Base reflectivity images from the Des Moines IA WSR-88D Doppler radar reveal an arc of >28 dBZ echoes which curves around the northern periphery of an eye-like region. This circular region of low reflectivity corresponds to the warm (dry) vorticity center seen on the water vapor images, while the higher reflectivities produced the heavy snow band just to the northeast of the track of the vorticity lobe.
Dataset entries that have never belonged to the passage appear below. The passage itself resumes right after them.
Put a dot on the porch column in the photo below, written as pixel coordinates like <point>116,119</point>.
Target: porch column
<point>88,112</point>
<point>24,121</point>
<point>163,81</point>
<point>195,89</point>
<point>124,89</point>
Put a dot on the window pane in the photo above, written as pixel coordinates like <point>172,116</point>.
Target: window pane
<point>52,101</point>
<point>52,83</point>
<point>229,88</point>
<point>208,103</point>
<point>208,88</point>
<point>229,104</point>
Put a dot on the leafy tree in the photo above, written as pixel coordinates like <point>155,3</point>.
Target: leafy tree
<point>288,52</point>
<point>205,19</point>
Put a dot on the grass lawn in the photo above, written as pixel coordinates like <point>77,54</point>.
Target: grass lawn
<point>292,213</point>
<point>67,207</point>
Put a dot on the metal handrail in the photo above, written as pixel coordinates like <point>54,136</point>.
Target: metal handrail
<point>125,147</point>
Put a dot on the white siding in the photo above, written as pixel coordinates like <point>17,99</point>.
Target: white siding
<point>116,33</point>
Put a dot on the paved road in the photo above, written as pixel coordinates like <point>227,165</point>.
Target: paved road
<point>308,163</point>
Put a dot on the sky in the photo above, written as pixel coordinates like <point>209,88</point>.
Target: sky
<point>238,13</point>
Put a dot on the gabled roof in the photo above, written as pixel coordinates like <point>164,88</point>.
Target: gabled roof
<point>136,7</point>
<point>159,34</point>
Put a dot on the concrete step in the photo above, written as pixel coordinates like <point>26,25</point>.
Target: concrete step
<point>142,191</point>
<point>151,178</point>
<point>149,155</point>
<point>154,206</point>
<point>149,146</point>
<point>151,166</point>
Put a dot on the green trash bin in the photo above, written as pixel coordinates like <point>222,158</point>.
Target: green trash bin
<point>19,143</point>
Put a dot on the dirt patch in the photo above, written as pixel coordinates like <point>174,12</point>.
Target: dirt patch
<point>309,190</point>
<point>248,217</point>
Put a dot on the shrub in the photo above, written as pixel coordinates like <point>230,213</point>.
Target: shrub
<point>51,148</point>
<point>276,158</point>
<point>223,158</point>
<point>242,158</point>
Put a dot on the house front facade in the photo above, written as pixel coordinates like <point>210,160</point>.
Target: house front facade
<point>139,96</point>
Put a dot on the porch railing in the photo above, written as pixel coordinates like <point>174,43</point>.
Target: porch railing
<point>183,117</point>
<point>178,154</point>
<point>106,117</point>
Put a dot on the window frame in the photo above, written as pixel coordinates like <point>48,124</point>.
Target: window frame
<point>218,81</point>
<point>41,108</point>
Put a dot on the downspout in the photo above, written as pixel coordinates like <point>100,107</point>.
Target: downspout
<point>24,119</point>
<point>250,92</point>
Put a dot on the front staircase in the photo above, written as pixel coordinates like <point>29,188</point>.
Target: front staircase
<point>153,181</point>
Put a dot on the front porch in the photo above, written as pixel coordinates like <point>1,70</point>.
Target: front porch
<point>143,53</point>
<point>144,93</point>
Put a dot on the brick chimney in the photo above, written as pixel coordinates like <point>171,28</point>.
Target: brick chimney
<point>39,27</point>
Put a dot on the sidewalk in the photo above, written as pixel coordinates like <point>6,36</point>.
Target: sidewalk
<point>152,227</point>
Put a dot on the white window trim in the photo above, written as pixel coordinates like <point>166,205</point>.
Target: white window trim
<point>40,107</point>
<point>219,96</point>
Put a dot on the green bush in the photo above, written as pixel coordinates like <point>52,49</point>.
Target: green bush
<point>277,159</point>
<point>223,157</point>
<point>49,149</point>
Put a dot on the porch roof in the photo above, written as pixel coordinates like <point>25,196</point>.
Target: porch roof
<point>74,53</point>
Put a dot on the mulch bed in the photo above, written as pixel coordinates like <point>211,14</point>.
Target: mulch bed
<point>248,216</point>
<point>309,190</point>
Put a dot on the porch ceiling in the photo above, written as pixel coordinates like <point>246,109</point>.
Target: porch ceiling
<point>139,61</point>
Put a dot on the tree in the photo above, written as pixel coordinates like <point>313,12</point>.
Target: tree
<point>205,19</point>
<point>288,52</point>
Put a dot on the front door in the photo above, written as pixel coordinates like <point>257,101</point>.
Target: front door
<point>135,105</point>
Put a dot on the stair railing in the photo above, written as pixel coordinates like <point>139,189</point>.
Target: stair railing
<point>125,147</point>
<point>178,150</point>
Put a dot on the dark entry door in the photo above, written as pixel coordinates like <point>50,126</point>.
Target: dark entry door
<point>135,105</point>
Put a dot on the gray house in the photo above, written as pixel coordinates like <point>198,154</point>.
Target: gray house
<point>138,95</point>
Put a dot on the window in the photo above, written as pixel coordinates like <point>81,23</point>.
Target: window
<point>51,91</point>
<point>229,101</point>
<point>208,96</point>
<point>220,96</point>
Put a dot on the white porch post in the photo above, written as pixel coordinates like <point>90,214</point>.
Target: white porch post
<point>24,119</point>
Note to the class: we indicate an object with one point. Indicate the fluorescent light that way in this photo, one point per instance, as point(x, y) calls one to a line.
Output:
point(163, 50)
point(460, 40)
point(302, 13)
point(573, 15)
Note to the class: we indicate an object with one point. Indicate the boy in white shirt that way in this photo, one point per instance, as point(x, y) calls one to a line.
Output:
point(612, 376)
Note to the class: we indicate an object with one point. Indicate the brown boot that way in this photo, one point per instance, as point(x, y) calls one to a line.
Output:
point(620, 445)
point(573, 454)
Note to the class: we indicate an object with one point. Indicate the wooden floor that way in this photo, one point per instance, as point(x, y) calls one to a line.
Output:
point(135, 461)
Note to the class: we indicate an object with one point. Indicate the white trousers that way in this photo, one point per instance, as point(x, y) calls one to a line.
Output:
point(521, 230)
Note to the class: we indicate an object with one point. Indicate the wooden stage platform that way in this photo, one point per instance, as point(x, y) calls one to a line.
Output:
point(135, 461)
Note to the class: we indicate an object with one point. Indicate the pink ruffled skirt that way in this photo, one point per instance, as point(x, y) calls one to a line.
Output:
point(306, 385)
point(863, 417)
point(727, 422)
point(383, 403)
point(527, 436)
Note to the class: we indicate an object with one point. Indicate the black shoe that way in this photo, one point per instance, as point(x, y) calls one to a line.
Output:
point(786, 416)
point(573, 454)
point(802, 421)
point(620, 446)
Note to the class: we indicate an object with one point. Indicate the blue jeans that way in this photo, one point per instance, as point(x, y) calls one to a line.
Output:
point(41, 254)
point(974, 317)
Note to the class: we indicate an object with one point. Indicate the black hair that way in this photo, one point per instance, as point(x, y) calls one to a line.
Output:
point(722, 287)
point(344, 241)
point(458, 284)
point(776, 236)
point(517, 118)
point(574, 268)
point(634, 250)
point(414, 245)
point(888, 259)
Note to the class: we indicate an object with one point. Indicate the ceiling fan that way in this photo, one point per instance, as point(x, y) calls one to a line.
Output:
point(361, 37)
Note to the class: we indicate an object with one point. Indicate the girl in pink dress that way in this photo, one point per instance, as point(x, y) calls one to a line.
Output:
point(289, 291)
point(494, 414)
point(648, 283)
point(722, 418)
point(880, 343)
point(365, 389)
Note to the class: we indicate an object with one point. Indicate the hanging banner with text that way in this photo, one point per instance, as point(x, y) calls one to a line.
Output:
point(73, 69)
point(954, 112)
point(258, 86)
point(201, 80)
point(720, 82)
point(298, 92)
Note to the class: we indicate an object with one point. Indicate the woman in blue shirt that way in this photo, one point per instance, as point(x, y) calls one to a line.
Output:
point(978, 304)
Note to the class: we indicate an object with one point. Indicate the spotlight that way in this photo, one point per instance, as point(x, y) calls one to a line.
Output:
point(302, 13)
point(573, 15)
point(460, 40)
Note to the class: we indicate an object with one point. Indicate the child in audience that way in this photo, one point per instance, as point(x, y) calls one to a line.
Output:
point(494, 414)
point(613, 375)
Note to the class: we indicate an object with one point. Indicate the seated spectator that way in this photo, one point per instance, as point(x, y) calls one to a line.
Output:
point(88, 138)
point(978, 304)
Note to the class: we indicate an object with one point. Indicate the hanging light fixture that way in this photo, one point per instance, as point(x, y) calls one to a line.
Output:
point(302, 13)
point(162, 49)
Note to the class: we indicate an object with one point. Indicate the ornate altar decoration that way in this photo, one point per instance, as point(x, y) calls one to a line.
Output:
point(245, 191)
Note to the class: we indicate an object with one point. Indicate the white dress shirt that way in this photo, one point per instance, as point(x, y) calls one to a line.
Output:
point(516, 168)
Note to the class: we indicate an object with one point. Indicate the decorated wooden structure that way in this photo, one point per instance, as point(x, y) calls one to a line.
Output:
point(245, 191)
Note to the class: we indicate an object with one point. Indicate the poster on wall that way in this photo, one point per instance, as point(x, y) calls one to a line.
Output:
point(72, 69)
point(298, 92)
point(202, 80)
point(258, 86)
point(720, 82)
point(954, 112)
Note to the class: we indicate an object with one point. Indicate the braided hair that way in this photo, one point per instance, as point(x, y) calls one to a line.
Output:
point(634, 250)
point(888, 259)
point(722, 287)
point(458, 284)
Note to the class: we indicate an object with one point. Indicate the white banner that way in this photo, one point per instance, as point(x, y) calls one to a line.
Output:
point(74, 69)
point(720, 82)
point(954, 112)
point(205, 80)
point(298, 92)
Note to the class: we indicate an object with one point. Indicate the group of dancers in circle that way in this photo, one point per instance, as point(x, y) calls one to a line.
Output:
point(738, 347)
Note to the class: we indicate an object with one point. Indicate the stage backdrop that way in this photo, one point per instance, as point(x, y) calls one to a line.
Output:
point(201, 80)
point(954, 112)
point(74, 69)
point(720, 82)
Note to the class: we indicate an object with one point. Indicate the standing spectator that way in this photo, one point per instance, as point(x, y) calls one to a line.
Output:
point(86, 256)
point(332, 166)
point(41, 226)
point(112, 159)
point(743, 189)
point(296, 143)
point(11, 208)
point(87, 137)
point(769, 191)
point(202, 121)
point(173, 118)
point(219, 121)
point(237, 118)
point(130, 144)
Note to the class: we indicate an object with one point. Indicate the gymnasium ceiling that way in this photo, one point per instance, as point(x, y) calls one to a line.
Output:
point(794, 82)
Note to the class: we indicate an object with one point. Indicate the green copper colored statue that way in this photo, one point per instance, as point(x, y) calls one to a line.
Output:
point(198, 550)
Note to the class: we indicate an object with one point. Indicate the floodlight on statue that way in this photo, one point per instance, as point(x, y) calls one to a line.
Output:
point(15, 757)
Prior to affecting Iowa, this system produced heavy snow over eastern South Dakota (2 inches in 1 hour at Aberdeen). Thunder and 50 knot wind gusts were reported with the passage of this feature through the Omaha NE area. The system went on to cause problems in the St. Louis MO region, where evening rush hour snow totals were 2-4 inches. The next day (16 February), the clipper system deepened as it moved across the mid-Atlantic states (national radar composite). Water vapor imagery showed a vorticity lobe moving northeastward across Virginia, where heavy snowfall amounts of up to 10 inches were reported. Also observed on water vapor imagery was a region of pronounced base darkening over the Gulf coast states, a signature which indicated that the upper trough along the east coast was rapidly amplifying.